Kepala Eksekutif Pengawas Pasar Modal, Keuangan Derivatif dan Bursa Karbon OJK, Hasan Fawzi mengatakan saat ini, OJK tengah melakukan pemeriksaan lanjutan berupa verifikasi kelengkapan administrasi serta penelusuran latar belakang dan rekam jejak masing-masing kandidat.
“Secara umum, dari sisi profil kandidat atau calon yang masuk mencerminkan kombinasi antara pelaku yang memiliki pengalaman kuat di industri pasar modal, serta terdapat juga calon yang berasal dari profesional di sektor lain yang relevan, termasuk dari sektor keuangan dan juga teknologi informasi,” kata Hasan menjawab pertanyaan wartawan dalam konferensi pers bulanan OJK, Selasa (5/5).
Dengan beragamnya latar belakang para kandidat, Hasan berharap nantinya yang terpilih mampu memperkaya perspektif serta memperkuat kapasitas organisasi Bursa Efek Indonesia secara strategis ke depan.
Ia menjelaskan pengajuan calon direksi dilakukan dalam bentuk paket oleh kelompok pemegang saham sesuai ketentuan POJK Nomor 58 Tahun 2016. Setiap kandidat wajib memenuhi aspek integritas, kompetensi, serta reputasi keuangan yang baik.
Selanjutnya, para calon diwajibkan mengikuti proses penilaian kemampuan dan kepatutan (fit and proper test) yang dilakukan oleh komite yang dibentuk OJK. Seluruh mekanisme seleksi ini dirancang untuk memastikan setiap kandidat memiliki kapasitas memadai dalam menjalankan pengelolaan Bursa Efek Indonesia secara profesional, independen, dan berintegritas, sekaligus mampu menjaga kepercayaan serta stabilitas pasar.
Hasan mengatakan, OJK menaruh ekspektasi tinggi terhadap jajaran direksi BEI periode berikutnya, bersama Dewan Komisaris, untuk mengawal, melanjutkan, bahkan mempercepat agenda reformasi integritas di pasar modal Indonesia.

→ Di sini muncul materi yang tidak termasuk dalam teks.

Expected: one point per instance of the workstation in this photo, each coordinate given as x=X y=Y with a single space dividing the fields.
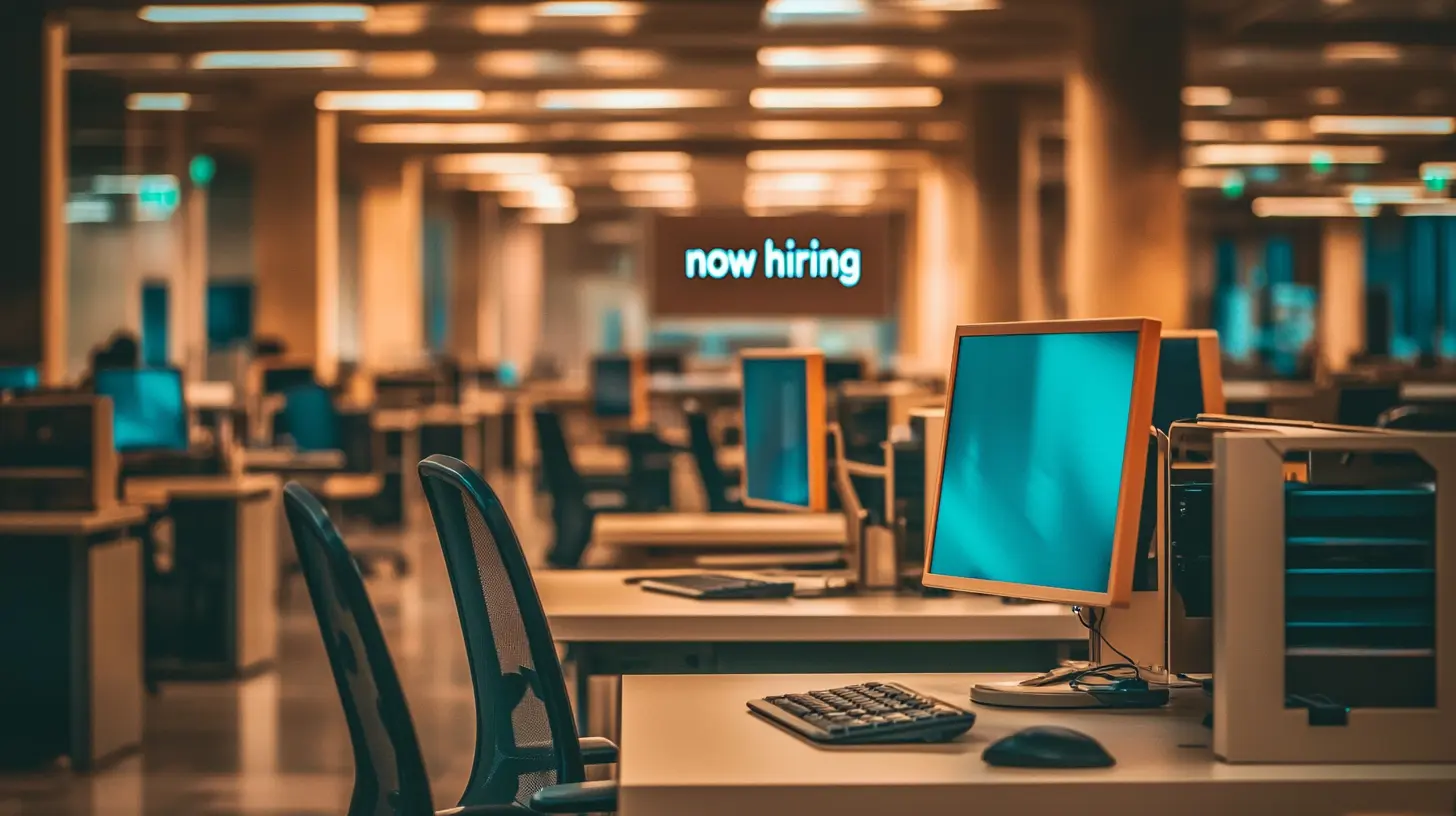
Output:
x=842 y=407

Upaya tersebut mencakup penguatan integritas pasar melalui reformasi struktural dan komprehensif, peningkatan likuiditas dan pendalaman pasar (market deepening), penguatan tata kelola dan transparansi, serta pengembangan infrastruktur bursa yang andal dan adaptif terhadap perkembangan teknologi.
Selain itu, kepemimpinan baru BEI diharapkan mampu memperkuat posisi pasar modal Indonesia di mata investor regional dan global, termasuk dengan memenuhi berbagai standar dan ekspektasi global index provider, serta mendorong peningkatan partisipasi investor domestik, khususnya institusi, secara lebih dalam dan berkelanjutan.
“Keseluruhan rangkaian proses seleksi para kandidat calon direksi Bursa Efek Indonesia ini diharapkan menghasilkan nama-nama yang terpilih menduduki posisi tujuh jabatan direksi bursa efek Indonesia dan menjadi pemimpin di Bursa Efek yang tentu tidak hanya memenuhi ketentuan regulasi semata tetapi juga memiliki masing-masing visi yang strategis dan kemampuan eksekusi yang kuat dalam membawa pasar modal kita menjadi lebih dalam, lebih liquid lagi, mampu berdaya saing secara global, dan tumbuh secara berkelanjutan,” pungkasnya.